A document from 1975 contains a partial deposition by Richard Helms, a deputy CIA director under Kennedy who later became CIA chief, to the Rockefeller Commission, which was studying unauthorized CIA activities in domestic affairs. Commission lawyers appeared to be probing for information on what foreign leaders might have been the subject of assassination attempts by or on behalf of the CIA.
A lawyer asks Helms: "Is there any information involved with the assassination of President Kennedy which in any way shows that Lee Harvey Oswald was in some way a CIA agent or agent" - here the document ends, short of his answer.
CBS News' Bob Schieffer, who was then a 26-year-old Fort Worth newspaper reporter at the time, gave Oswald's mother a ride to the police station after the assassination.
"She expressed no remorse about the president being killed," Schieffer recalled.
Among the files is a more than 400-page document that appeared to describe people being monitored as potential threats to Kennedy and his successor, Lyndon B. Johnson.

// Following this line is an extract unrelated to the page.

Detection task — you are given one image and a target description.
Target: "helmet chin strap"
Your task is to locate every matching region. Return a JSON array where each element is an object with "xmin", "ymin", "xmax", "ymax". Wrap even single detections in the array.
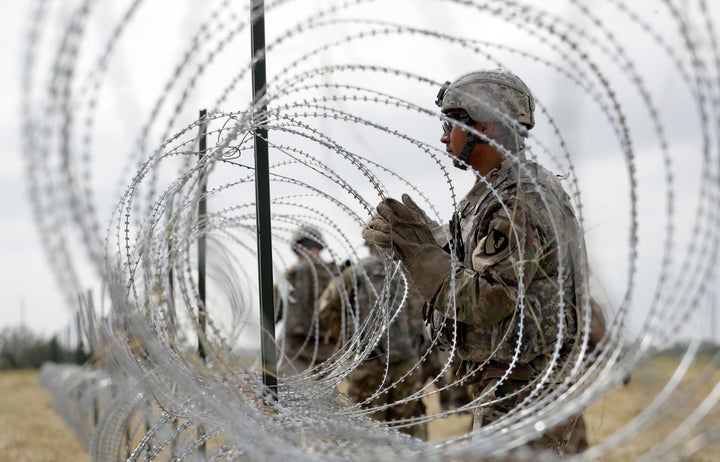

Officials described one such person this way: "Subject participated in pickets against JFK in 1961. Allegedly trained in guerrilla tactics & sabotage. Considered very dangerous by those who know him. Has visited USA & Cuba. Considered armed and dangerous."
Some suspicions missed the mark badly.
One document describes a person who sent a letter to Johnson in December 1963 stating "you're doomed." The document says: "Interviewed 1/23/64; friendly. Said letter was a joke. Not dangerous. Attending 5th grade."